– Если в лоб, то немец выйдет прямо в меня, – палец Кривошеина уткнулся в карту у деревеньки Яковлево. – Дорога Белгород – Курск и равнина вокруг именно к такому решению его подтолкнёт. Речки, балки, холмы, леса – места вроде как много, но развернуться негде.
– А если выстоишь, Сёма, точнее – когда выстоишь, куда ж тебе деться, фельдмаршал в обход двинется.
– Вот опасное место, заманчивое, но узкое, – опытный в чтении карты Шалин показал на пятно чуть восточнее красного овала, показавшего дислокацию корпуса Кривошеина. – Под Прохоровкой, между железнодорожной станцией и излучиной реки. Если нам с немцами в этом бутылочном горлышке придётся столкнуться, победит тот, кто закрепится в узости. За нашим левым соседом придётся приглядывать. Стоит Манштейну взять Прохоровку, наш левый фланг – голый.
– А Ватутин прикажет наступать, – вернул разговор к началу Кривошеин. – И ведь нельзя не наступать, если соседи двинули. Или у них фланги останутся голые.

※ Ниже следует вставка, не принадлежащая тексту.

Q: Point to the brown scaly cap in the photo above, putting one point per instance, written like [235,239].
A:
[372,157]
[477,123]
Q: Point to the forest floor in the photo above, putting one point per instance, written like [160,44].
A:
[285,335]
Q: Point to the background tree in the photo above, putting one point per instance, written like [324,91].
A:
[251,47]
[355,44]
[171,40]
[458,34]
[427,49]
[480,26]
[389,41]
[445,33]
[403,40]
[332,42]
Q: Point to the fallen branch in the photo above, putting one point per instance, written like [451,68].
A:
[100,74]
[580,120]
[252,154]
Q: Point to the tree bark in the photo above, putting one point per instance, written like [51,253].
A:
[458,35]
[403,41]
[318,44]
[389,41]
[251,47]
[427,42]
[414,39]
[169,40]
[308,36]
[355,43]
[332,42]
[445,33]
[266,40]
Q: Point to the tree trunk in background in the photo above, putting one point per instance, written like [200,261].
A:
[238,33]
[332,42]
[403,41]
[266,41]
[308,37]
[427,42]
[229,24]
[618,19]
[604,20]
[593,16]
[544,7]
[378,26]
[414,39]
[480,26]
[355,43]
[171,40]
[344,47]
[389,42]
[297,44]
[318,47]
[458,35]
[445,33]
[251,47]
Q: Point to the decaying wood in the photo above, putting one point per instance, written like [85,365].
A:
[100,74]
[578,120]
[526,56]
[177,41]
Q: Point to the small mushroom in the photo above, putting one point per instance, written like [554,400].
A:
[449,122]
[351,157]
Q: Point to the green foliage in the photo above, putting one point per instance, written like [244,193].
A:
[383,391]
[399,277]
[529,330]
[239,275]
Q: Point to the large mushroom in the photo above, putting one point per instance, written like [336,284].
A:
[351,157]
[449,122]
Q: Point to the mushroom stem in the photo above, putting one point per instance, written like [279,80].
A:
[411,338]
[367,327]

– Значит, свяжусь с ними и аккуратно договорюсь бросаться в атаку без лишней спешки, – кивнул Катуков. – Иначе – здравствуй, очередной Харьков. А пока, Сёма, вкапывай танки по башню. Гетмана я уже предупредил. Михаил, проверь, как он исполнил.
Андрею Гетману, командовавшему 6-м танковым корпусом, Катуков доверял меньше. Ещё один корпус за номером тридцать первым в армии только формировался.

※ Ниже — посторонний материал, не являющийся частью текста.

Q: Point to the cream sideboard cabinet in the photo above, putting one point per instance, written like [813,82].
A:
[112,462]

По идее, советский мехкорпус должен противостоять немецкой дивизии, армия – корпусу Панцерваффе, а фронт – армии. Но лишь в теории, на практике так получалось не всегда.
– Закопаемся, дело не хитрое, – палец Кривошеина навис над северным обрезом карты, у Курска. – Жуков уверял, основной удар готовится по Центральному фронту Рокоссовского. Так что здесь ещё цветочки, ягодки у нас за спиной вырастут. Как бы не пришлось воевать с перевёрнутым фронтом.
– Не накаркай! – оборвал его Катуков. – Всё-таки не сорок первый год и Рокоссовский не лыком шит. Но продумаем и худший вариант…
Белгород, 28 июня 1943 года
Очень похожая карта, только с пометками на немецком языке, лежала на столе перед генерал-фельдмаршалом Эриком фон Манштейном, командующим группой армий Юг. Военный старой прусской школы, он бы и не подумал обсуждать с командирами армий или корпусов просчёты вышестоящего командования. Ему сверх всякой меры хватило разговоров с генералом Гейнцом Гудерианом, главным инспектором Панцерваффе, и генералом Вальтером Моделем, командовавшим 9-й армией, ей предстояло нанести удар навстречу войскам Манштейна, захлопнув кольцо окружения двух русских фронтов общей численностью больше миллиона человек.
Разгром Ватутина под Харьковом, ставший местью Советам за Сталинград, наполнил фюрера и генералитет Верховного командования сухопутных сил (ОКХ) уверенностью, будто германская армия способна перехватить стратегическую инициативу. Начальник штаба ОКХ Курт Цейтлер предложил план, в деталях повторявший тактику окружений лета сорок первого года, с глубокими охватывающими фланговыми ударами и развитием наступления в глубь русской территории.
Не всем этот план понравился. Гудериан напирал на неготовность новейшей техники к использованию в масштабных действиях, Модель и Клюге вообще ставили под сомнение разумность подобной операции в текущем году. Но генштабисты настаивали. Если бы фон Манштейн знал любимое выражение Катукова, сказал бы – Цейтлер норовит бежать впереди собственного визга. Кейтель поддержал Цейтлера, вдвоём они убедили фюрера, что наступление под Курском обречено на успех. Операцию нарекли «Цитадель».